Genius MIT researchers propose feeding bacteria to fight infections

No, this is not a joke. Well, the “genius” part is, but the “feeding bacteria to fight infections” is not.

I saw this press release in IDSA’s Twitter feed. I read it and wondered anew at the reality disconnect between academic research and clinical application.

The gist of the story is that non-growing bacteria are less susceptible to antibiotics  and can persist through a course of therapy. The Collins lab at MIT showed that supplying the bugs with a carbon source and terminal electron acceptors – spurring them to grow – can reverse persistence and enable antibiotic-mediated killing. The PR suggests that this could be a new approach to fighting chronic infections: give the growth promoters along with the antibiotics and wipe out the infection.
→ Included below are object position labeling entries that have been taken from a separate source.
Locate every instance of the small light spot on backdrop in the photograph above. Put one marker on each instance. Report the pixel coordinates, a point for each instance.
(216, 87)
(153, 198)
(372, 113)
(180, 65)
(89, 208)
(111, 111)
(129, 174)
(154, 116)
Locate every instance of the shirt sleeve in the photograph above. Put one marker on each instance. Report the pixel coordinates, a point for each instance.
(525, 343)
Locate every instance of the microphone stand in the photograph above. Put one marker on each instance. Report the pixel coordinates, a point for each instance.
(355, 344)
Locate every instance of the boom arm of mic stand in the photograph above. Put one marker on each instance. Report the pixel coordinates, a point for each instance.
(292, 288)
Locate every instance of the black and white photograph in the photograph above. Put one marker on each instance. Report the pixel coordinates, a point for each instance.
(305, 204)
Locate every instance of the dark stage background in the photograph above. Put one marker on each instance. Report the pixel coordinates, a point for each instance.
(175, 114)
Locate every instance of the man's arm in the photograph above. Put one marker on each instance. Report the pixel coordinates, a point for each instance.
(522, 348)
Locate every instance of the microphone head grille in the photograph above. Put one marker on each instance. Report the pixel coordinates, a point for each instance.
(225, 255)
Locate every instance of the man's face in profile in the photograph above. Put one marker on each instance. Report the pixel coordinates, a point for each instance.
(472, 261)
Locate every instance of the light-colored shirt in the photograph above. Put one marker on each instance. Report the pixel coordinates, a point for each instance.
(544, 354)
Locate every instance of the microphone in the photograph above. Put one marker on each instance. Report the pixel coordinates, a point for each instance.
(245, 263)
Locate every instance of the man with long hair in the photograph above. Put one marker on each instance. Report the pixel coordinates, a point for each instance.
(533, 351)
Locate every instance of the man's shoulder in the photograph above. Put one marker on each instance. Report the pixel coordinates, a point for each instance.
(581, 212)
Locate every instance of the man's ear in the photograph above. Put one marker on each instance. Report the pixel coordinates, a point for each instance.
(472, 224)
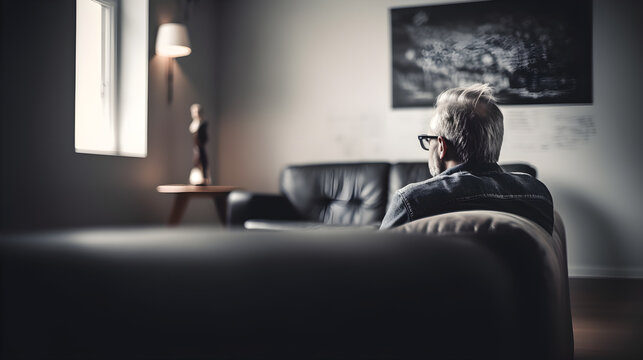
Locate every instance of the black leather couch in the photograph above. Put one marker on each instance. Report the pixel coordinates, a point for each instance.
(322, 195)
(467, 285)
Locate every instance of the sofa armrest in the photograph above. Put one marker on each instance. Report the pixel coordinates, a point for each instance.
(245, 205)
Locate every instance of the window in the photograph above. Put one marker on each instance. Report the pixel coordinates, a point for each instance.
(111, 77)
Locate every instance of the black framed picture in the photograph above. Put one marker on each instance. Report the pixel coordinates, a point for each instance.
(537, 52)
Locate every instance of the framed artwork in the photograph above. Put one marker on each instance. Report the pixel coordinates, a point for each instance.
(536, 52)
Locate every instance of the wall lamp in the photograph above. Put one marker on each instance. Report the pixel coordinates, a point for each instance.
(172, 41)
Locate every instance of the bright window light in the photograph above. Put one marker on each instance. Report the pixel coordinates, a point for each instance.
(111, 77)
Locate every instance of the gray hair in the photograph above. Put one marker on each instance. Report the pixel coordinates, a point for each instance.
(469, 118)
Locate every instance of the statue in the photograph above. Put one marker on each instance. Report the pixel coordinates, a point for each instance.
(199, 175)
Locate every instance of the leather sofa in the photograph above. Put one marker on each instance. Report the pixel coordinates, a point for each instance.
(323, 195)
(466, 285)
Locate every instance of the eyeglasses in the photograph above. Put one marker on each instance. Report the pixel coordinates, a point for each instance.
(425, 140)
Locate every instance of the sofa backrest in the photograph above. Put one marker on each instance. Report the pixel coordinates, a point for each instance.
(354, 193)
(405, 173)
(537, 262)
(205, 293)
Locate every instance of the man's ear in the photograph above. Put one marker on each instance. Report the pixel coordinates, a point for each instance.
(442, 147)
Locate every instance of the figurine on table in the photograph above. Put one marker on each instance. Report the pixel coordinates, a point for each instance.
(199, 175)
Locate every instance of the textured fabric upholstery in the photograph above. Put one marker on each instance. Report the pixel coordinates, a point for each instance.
(338, 193)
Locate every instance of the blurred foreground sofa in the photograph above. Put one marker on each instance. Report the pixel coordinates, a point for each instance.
(465, 285)
(330, 195)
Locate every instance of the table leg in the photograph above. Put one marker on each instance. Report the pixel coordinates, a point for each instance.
(221, 205)
(178, 209)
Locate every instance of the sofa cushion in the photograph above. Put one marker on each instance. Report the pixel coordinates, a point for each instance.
(338, 194)
(405, 173)
(536, 259)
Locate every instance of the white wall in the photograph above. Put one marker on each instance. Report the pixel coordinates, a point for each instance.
(310, 81)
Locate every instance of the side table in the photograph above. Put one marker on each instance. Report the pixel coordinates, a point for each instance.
(184, 192)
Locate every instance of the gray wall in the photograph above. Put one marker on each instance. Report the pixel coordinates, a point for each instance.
(309, 81)
(44, 183)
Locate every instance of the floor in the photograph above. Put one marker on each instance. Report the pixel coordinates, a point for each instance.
(607, 316)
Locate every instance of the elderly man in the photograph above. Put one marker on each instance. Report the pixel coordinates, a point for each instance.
(464, 141)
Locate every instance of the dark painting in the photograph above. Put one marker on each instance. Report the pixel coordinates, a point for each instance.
(529, 52)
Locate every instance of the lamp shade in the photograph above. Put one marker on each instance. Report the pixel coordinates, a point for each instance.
(172, 40)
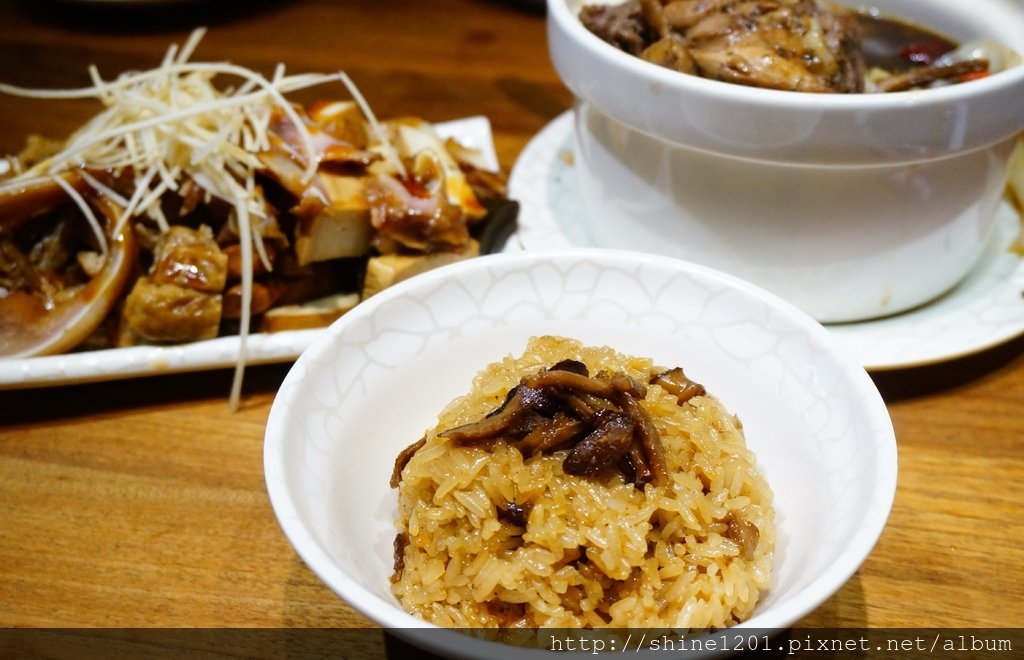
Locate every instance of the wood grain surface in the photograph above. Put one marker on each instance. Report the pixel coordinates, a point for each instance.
(141, 503)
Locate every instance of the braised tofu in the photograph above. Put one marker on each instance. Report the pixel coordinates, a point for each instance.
(161, 312)
(341, 229)
(386, 270)
(314, 313)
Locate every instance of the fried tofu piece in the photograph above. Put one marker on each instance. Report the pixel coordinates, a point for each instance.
(341, 229)
(165, 312)
(386, 270)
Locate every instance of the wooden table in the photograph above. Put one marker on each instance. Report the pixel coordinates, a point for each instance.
(141, 503)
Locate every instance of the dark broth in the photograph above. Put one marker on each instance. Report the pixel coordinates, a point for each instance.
(895, 45)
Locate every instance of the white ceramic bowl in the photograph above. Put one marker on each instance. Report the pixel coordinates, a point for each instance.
(850, 206)
(379, 377)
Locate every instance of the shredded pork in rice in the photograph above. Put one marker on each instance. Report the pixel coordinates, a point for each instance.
(537, 501)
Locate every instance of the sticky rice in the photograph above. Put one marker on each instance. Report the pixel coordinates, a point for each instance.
(488, 537)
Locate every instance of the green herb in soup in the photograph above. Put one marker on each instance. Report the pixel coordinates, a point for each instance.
(798, 45)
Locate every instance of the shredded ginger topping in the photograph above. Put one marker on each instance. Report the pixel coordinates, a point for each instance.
(170, 124)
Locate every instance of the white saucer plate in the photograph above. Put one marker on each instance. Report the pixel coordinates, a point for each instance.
(986, 309)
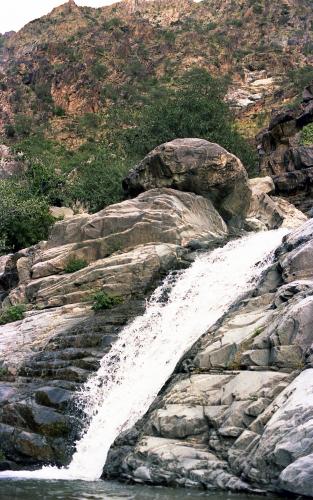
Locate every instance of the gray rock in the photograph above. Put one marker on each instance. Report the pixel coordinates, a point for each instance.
(197, 166)
(298, 476)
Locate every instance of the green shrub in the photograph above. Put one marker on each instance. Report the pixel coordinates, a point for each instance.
(194, 108)
(74, 265)
(103, 300)
(23, 125)
(99, 70)
(25, 218)
(306, 136)
(301, 77)
(9, 130)
(58, 111)
(12, 313)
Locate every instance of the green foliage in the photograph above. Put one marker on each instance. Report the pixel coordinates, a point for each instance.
(74, 265)
(306, 135)
(58, 111)
(211, 26)
(22, 125)
(111, 24)
(89, 121)
(135, 68)
(43, 92)
(194, 108)
(308, 49)
(12, 313)
(25, 218)
(103, 300)
(9, 130)
(98, 181)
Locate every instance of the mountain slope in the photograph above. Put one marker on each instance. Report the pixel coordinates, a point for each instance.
(79, 60)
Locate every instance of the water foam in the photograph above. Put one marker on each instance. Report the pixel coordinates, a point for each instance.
(147, 350)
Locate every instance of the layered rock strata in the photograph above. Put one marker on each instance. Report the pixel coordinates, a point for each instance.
(237, 414)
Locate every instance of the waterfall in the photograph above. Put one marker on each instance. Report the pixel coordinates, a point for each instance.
(147, 351)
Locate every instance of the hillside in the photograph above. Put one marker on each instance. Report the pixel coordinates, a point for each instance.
(79, 60)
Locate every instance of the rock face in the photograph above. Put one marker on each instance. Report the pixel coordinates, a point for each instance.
(197, 166)
(284, 157)
(237, 414)
(146, 235)
(269, 212)
(125, 249)
(214, 423)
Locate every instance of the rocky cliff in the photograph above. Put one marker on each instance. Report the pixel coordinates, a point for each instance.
(224, 419)
(286, 151)
(79, 60)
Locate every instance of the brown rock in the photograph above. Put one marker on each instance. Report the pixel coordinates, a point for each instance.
(197, 166)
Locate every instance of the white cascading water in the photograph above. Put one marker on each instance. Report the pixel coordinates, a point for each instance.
(147, 350)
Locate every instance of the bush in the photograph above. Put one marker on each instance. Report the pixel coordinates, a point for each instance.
(58, 111)
(99, 70)
(306, 135)
(301, 77)
(12, 313)
(25, 219)
(103, 300)
(194, 108)
(74, 265)
(97, 182)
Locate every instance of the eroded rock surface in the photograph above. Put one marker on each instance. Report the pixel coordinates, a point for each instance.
(197, 166)
(284, 157)
(124, 250)
(237, 413)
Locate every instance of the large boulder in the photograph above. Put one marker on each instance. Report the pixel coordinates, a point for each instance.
(197, 166)
(269, 212)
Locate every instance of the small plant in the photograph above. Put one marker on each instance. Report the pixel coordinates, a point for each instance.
(306, 135)
(12, 313)
(103, 300)
(74, 265)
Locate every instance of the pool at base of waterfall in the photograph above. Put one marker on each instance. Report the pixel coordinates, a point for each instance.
(26, 489)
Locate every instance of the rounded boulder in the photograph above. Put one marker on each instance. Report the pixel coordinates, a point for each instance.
(196, 166)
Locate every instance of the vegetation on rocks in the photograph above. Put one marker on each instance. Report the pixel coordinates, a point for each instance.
(306, 136)
(12, 313)
(74, 265)
(25, 218)
(102, 301)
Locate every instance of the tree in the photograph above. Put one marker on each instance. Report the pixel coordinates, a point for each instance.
(193, 108)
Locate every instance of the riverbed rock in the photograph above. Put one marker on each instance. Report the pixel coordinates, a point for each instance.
(269, 212)
(242, 394)
(197, 166)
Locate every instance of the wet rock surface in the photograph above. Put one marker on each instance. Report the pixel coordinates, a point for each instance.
(46, 357)
(214, 423)
(237, 414)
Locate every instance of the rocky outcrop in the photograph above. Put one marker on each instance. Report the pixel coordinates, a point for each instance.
(284, 157)
(269, 212)
(123, 250)
(237, 413)
(146, 236)
(200, 430)
(197, 166)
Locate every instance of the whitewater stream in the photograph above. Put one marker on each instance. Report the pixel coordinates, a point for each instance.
(147, 351)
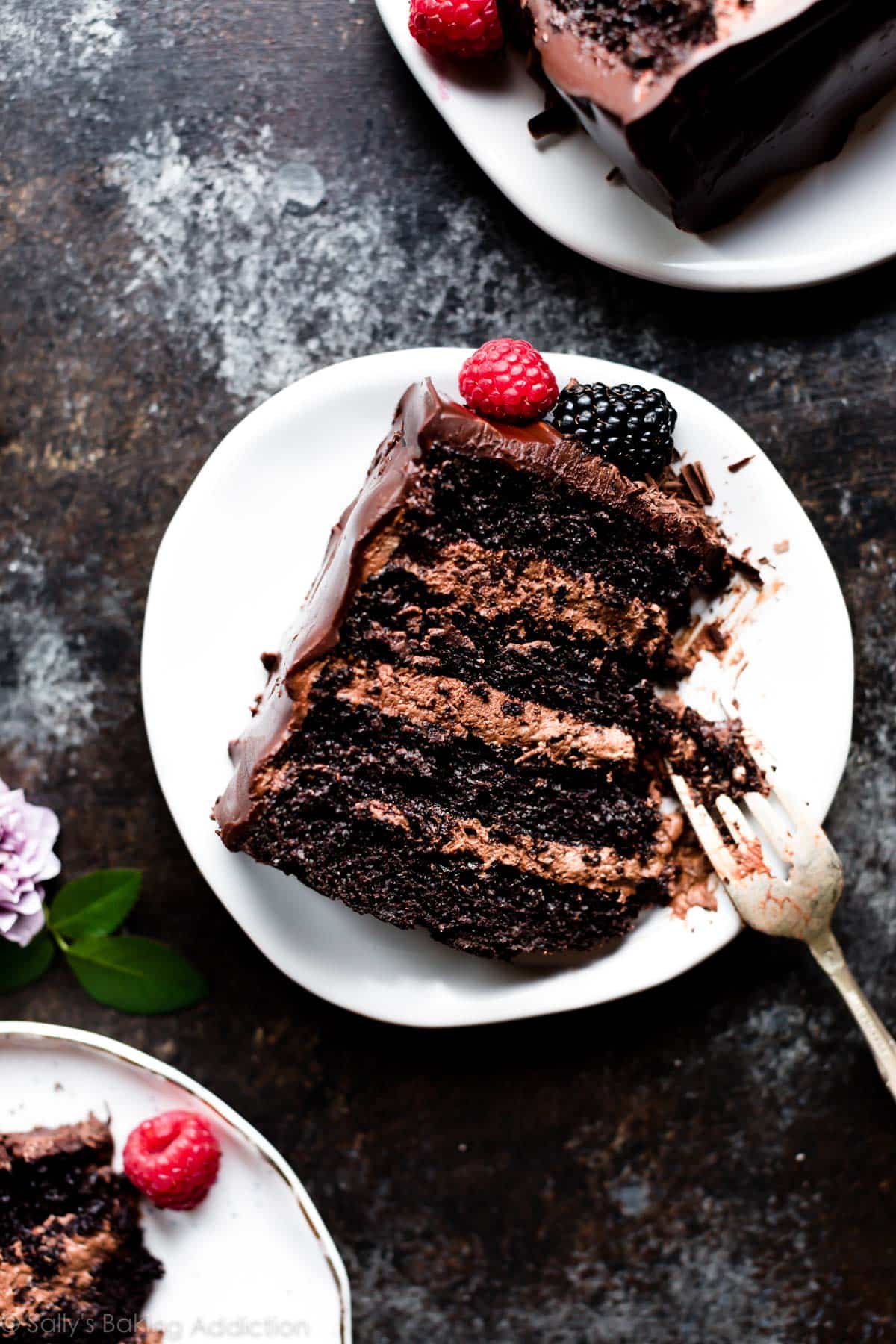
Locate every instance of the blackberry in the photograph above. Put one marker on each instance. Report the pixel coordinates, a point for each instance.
(625, 425)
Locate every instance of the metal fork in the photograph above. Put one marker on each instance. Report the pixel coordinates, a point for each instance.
(797, 906)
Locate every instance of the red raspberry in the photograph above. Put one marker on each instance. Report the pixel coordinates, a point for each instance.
(457, 27)
(172, 1159)
(508, 381)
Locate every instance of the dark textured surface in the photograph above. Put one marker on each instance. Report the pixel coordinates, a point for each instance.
(711, 1162)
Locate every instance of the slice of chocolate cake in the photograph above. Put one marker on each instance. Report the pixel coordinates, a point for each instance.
(462, 730)
(73, 1260)
(703, 102)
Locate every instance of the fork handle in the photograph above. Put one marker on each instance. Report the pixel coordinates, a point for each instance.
(829, 956)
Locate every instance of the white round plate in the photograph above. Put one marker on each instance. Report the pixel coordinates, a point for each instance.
(230, 577)
(813, 226)
(254, 1258)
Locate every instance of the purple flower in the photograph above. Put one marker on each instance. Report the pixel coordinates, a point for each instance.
(27, 836)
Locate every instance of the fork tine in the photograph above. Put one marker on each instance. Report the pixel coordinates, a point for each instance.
(780, 836)
(707, 831)
(741, 830)
(801, 827)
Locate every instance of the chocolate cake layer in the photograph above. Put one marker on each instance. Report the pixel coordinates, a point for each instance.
(72, 1248)
(462, 730)
(703, 102)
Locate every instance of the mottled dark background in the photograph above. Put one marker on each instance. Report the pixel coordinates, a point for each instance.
(198, 203)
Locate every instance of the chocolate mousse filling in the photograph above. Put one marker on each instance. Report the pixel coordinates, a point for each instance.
(72, 1253)
(700, 104)
(462, 729)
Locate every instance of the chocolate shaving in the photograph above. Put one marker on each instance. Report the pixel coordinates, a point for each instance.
(695, 479)
(748, 570)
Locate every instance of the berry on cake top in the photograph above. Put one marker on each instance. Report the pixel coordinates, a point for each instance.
(465, 28)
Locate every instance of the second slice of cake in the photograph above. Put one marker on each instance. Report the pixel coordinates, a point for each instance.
(462, 732)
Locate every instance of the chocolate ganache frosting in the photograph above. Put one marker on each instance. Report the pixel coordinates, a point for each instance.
(703, 102)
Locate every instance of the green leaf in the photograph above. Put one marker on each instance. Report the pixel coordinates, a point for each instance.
(136, 974)
(20, 967)
(94, 905)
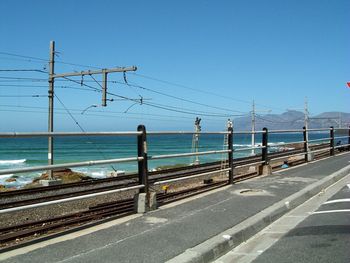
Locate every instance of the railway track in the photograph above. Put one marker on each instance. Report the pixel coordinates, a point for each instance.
(13, 235)
(118, 182)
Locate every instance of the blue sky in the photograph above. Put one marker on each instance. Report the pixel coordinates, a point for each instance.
(219, 55)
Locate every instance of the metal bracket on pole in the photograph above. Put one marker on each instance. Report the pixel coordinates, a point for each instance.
(265, 168)
(104, 88)
(53, 76)
(230, 154)
(331, 152)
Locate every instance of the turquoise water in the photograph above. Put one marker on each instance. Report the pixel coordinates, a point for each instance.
(23, 152)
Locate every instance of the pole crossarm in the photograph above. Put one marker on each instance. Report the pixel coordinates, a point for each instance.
(92, 72)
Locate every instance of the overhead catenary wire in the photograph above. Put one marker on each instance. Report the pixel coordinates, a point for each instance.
(177, 98)
(22, 96)
(198, 90)
(158, 106)
(93, 112)
(80, 127)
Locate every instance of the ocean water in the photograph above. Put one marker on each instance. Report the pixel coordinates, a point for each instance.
(24, 152)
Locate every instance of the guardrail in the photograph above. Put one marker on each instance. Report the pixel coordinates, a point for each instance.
(142, 153)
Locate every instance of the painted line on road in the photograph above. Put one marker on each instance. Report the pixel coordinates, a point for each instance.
(337, 201)
(331, 211)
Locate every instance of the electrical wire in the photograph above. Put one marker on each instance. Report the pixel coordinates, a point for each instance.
(198, 90)
(81, 128)
(22, 96)
(178, 98)
(108, 112)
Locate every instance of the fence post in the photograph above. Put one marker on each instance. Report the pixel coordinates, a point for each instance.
(265, 168)
(264, 144)
(332, 141)
(144, 201)
(306, 146)
(349, 138)
(142, 152)
(230, 154)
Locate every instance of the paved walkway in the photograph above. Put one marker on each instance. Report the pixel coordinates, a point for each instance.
(167, 233)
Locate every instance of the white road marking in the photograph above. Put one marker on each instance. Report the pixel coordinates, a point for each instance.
(331, 211)
(337, 201)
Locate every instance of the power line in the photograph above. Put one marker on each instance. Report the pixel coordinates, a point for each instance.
(81, 128)
(158, 106)
(22, 96)
(23, 70)
(46, 60)
(78, 111)
(22, 56)
(201, 91)
(177, 98)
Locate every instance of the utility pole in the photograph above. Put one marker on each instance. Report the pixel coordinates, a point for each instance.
(51, 100)
(195, 139)
(306, 124)
(253, 128)
(253, 117)
(52, 77)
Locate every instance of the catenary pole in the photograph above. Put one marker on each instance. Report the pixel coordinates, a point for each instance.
(53, 76)
(51, 101)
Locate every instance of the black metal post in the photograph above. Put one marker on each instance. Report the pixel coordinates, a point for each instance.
(349, 139)
(230, 154)
(142, 165)
(332, 141)
(264, 144)
(305, 144)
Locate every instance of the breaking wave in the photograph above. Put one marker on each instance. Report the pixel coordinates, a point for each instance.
(7, 162)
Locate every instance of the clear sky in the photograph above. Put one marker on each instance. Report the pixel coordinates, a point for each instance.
(214, 58)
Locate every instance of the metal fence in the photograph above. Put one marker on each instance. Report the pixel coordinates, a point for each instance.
(142, 157)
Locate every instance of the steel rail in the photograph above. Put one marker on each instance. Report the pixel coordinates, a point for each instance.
(342, 129)
(287, 156)
(249, 148)
(74, 198)
(340, 146)
(320, 140)
(165, 156)
(248, 132)
(341, 137)
(190, 177)
(248, 164)
(285, 143)
(65, 165)
(183, 132)
(320, 150)
(286, 131)
(65, 134)
(320, 129)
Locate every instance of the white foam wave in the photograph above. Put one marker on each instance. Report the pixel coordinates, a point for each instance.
(4, 176)
(2, 162)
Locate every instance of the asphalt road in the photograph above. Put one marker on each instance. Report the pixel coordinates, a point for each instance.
(324, 236)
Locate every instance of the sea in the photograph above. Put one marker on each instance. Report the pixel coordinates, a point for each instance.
(24, 152)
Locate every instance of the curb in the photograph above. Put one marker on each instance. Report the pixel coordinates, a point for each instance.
(220, 244)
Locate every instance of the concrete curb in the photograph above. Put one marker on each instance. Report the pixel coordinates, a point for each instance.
(220, 244)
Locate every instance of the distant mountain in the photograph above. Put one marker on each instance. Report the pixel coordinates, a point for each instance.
(293, 120)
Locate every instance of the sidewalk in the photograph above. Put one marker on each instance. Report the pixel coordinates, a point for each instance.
(194, 230)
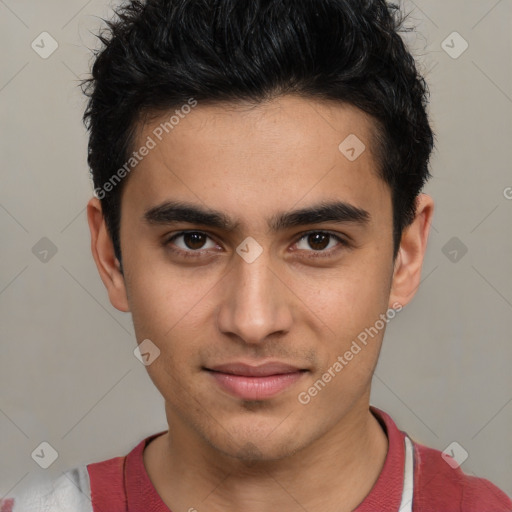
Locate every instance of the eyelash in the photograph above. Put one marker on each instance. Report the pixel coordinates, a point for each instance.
(199, 253)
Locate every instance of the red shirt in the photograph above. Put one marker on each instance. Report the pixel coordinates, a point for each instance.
(122, 484)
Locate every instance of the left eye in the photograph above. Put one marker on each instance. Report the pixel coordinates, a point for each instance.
(192, 241)
(319, 241)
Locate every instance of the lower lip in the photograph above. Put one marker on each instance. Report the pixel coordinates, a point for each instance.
(255, 388)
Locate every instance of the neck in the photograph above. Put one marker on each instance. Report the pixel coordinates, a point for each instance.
(335, 473)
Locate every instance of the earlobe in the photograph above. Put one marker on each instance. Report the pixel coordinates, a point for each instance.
(409, 260)
(104, 256)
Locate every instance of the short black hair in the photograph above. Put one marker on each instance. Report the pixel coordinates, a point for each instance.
(158, 54)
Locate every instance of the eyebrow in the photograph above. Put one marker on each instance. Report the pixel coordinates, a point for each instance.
(171, 212)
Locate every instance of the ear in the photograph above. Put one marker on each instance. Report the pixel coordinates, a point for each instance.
(103, 252)
(409, 260)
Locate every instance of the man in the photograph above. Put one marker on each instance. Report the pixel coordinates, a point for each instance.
(258, 168)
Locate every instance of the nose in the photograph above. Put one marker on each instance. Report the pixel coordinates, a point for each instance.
(256, 303)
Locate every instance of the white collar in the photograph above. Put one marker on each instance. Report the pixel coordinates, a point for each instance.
(408, 488)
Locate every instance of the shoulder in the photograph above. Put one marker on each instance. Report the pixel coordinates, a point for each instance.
(439, 486)
(70, 491)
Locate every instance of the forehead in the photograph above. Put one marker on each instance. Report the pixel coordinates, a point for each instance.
(286, 151)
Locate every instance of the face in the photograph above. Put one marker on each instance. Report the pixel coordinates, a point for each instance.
(257, 297)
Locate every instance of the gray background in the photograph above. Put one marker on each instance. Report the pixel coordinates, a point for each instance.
(68, 375)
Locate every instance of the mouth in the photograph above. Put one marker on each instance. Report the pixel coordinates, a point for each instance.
(255, 382)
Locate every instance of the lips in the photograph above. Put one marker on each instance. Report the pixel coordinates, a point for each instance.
(255, 382)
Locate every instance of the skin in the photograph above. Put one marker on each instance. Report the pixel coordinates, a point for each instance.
(227, 454)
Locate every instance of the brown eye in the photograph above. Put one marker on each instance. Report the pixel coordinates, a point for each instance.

From Understanding and Sensitizing Density-Dependent Persistence to Quinolone Antibiotics

Please.

I suppose this could work in some scenarios, and I bet it will work in the highly controlled animal models of infection that the Collins group is now testing.

But in actual real infections, releasing pathogenic bacteria from nutrient deprivation will sometimes free them up to metastasize and spread, leading to sepsis and death.

Sure, if appropriate and effective antibiotics are being given, then it’s plausible that the desired killing of bacteria will take place. But how likely is that? Current rates for inappropriate or inadequate antimicrobial therapy for serious infections ranges anywhere from 30% to 70% (see here, and here, and here, and here, and here). That’s not a problem that we are anywhere near to solving.

It’s inevitable that patients with indolent infections, known and unknown, would be killed by the growth-stimulation approach. It should never see the inside of a clinic.

Science in general and health in particular are full of hard problems. Good ideas that are fundamentally sound often end up bombing out. Collins’ work is important and interesting for what it tells us about how antibiotics kill bacteria – a subject that we know surprisingly little about. But it’s a bad idea for treating actual patients. No amount of credulous hype can change that.

Smart guys from MIT come up with cool technologies that are bad ideas, just like everyone else. Unfortunately, they tend to get funded anyway. I hope that grant reviewers and VCs can look past the coolness factor to put research funds to better use.